Weekly Home / Recipe Center

Steak and Broccoli Stir-Fry

Serves 4


unseasoned meat tenderizer (optional)
1/2 pound boneless beef top round steak or round steak
3 tablespoons cornstarch
2 tablespoons sherry
1 1/2 cups beef bouillon
2 tablespoons soy sauce
2 teaspoons sugar
1 tablespoon vegetable oil
1 red onion cut in wedges
2 cloves garlic minced
1 cup carrot thin, diagonally sliced
1 cup broccoli peeled and thinly sliced stems
1/2 tablespoon vegetable oil
2 cups broccoli flowerets
white rice hot cooked

If desired, use tenderizer on steak according to label directions. With a large sharp knife, slice meat across the grain in very thin strips 3 to 4 inches long. In a small bowl, sprinkle meat with 2 tablespoons of the cornstarch and sherry. Mix well set aside.

In a small bowl, mix bouillon, soy sauce, remaining 1 tablespoon cornstarch, and sugar until sugar is dissolved set aside.

In a 10-inch non-stick skillet over medium-high heat, heat 1 tablespoon oil. Stir-fry onion and garlic 1 minute or until onion is limp. Add carrots and broccoli stems. Stir-fry 1 minute longer. Transfer vegetables to a bowl.

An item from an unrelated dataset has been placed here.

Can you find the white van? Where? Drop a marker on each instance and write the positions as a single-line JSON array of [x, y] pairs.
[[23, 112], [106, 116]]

Heat 1/2 tablespoon oil in skillet. Stir-fry steak until no longer pink. Stir bouillon mixture and pour over steak. Stirring, bring to a boil. Add broccoli flowerets and reserved vegetables. Reduce heat to low, cover, and simmer 3 minutes or until vegetables are crisp-tender. Serve with rice.